Correlation Between San Juan and Ring Energy
Can any of the company-specific risk be diversified away by investing in both San Juan and Ring Energy at the same time? Although using a correlation coefficient on its own may not help to predict future stock returns, this module helps to understand the diversifiable risk of combining San Juan and Ring Energy into the same portfolio, which is an essential part of the fundamental portfolio management process.
By analyzing existing cross correlation between San Juan Basin and Ring Energy, you can compare the effects of market volatilities on San Juan and Ring Energy and check how they will diversify away market risk if combined in the same portfolio for a given time horizon. You can also utilize pair trading strategies of matching a long position in San Juan with a short position of Ring Energy. Check out your portfolio center. Please also check ongoing floating volatility patterns of San Juan and Ring Energy.
Diversification Opportunities for San Juan and Ring Energy
-0.28 | Correlation Coefficient |
Very good diversification
The 3 months correlation between San and Ring is -0.28. Overlapping area represents the amount of risk that can be diversified away by holding San Juan Basin and Ring Energy in the same portfolio, assuming nothing else is changed. The correlation between historical prices or returns on Ring Energy and San Juan is a relative statistical measure of the degree to which these equity instruments tend to move together. The correlation coefficient measures the extent to which returns on San Juan Basin are associated (or correlated) with Ring Energy. Values of the correlation coefficient range from -1 to +1, where.

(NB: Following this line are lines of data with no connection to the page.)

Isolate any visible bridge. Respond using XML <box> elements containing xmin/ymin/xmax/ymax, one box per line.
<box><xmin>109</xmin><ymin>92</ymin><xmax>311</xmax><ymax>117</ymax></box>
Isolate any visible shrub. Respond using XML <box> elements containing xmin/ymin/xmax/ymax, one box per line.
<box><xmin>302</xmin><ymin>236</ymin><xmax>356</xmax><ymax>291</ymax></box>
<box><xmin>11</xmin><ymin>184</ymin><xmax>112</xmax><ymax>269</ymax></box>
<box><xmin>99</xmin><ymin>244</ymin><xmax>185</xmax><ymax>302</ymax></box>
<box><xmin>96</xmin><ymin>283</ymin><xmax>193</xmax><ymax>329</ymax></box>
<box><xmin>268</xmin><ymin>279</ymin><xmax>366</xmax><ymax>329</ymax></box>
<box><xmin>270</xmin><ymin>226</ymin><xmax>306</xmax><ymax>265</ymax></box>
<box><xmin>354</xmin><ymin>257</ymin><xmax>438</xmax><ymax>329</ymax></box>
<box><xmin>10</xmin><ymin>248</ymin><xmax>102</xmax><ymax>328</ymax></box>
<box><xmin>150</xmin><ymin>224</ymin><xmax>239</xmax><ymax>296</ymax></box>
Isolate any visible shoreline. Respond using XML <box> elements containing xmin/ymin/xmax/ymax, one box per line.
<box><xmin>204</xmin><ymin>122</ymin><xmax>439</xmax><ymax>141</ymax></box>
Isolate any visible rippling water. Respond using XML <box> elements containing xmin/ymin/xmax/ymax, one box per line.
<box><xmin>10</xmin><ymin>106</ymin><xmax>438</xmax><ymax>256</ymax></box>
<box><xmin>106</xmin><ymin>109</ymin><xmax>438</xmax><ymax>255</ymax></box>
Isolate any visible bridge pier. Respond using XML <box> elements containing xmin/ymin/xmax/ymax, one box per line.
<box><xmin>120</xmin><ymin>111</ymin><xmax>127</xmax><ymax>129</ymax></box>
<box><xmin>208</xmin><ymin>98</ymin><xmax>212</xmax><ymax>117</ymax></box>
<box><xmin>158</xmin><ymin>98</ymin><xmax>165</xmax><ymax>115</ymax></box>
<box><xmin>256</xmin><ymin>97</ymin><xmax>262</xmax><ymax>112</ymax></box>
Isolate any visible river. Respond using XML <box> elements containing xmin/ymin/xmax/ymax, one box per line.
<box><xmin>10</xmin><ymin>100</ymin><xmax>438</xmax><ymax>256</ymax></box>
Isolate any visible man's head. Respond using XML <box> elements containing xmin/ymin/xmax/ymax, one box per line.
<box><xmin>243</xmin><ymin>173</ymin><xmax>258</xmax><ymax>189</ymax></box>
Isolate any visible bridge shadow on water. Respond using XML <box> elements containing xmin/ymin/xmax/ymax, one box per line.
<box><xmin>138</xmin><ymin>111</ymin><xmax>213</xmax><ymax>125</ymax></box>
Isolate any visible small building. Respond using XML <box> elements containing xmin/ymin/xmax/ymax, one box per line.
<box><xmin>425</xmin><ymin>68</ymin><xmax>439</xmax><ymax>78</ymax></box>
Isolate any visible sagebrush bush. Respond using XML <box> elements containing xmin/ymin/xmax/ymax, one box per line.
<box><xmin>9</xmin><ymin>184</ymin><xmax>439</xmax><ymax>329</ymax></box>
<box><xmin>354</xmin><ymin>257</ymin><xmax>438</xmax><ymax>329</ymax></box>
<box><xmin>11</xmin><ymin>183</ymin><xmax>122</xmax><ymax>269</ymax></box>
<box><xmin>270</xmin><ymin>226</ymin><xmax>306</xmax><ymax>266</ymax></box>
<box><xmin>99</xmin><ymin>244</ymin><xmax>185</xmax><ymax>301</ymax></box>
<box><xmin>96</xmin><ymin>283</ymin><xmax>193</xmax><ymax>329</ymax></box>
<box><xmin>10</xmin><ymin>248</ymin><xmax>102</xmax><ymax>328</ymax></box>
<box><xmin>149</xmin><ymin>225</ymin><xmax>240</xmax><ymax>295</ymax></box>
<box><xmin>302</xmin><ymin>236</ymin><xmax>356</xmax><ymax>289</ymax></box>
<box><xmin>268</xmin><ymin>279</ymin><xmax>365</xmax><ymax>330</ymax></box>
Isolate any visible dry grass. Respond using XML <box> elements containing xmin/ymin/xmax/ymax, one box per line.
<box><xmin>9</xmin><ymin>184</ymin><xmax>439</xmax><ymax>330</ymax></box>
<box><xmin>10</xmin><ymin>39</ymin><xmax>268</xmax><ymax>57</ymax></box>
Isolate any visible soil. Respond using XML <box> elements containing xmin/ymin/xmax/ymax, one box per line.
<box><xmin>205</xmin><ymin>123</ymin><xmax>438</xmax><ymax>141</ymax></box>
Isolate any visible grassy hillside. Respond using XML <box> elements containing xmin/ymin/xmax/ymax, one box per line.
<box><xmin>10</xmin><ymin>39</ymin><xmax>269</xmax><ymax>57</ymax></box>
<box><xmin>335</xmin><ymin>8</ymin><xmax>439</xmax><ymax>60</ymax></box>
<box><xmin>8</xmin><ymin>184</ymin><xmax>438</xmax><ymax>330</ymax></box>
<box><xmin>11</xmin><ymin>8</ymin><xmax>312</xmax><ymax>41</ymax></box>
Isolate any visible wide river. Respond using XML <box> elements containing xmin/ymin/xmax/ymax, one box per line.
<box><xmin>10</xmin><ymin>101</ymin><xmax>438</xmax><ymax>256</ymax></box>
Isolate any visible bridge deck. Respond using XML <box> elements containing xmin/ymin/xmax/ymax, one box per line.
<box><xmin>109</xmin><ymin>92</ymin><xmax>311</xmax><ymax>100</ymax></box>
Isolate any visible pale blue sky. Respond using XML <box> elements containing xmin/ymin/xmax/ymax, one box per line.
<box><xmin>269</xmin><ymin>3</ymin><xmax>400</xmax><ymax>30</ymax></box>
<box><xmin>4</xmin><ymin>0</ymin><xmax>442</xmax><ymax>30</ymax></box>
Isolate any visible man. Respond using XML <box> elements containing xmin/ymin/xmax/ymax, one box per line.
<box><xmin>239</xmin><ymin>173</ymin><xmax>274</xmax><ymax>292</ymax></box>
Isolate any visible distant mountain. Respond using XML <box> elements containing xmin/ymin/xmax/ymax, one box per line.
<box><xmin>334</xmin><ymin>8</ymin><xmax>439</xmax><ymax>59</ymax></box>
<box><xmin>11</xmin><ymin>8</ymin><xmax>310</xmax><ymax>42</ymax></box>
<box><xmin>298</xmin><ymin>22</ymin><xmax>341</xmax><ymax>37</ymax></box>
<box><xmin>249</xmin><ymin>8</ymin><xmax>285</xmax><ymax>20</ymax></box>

The correlation of zero (0) is possible when the price movement of Ring Energy has no effect on the direction of San Juan i.e., San Juan and Ring Energy go up and down completely randomly.
Pair Corralation between San Juan and Ring Energy
Considering the 90-day investment horizon San Juan Basin is expected to generate 1.69 times more return on investment than Ring Energy. However, San Juan is 1.69 times more volatile than Ring Energy. It trades about -0.04 of its potential returns per unit of risk. Ring Energy is currently generating about -0.53 per unit of risk. If you would invest 406.00 in San Juan Basin on September 26, 2024 and sell it today you would lose (15.00) from holding San Juan Basin or give up 3.69% of portfolio value over 90 days.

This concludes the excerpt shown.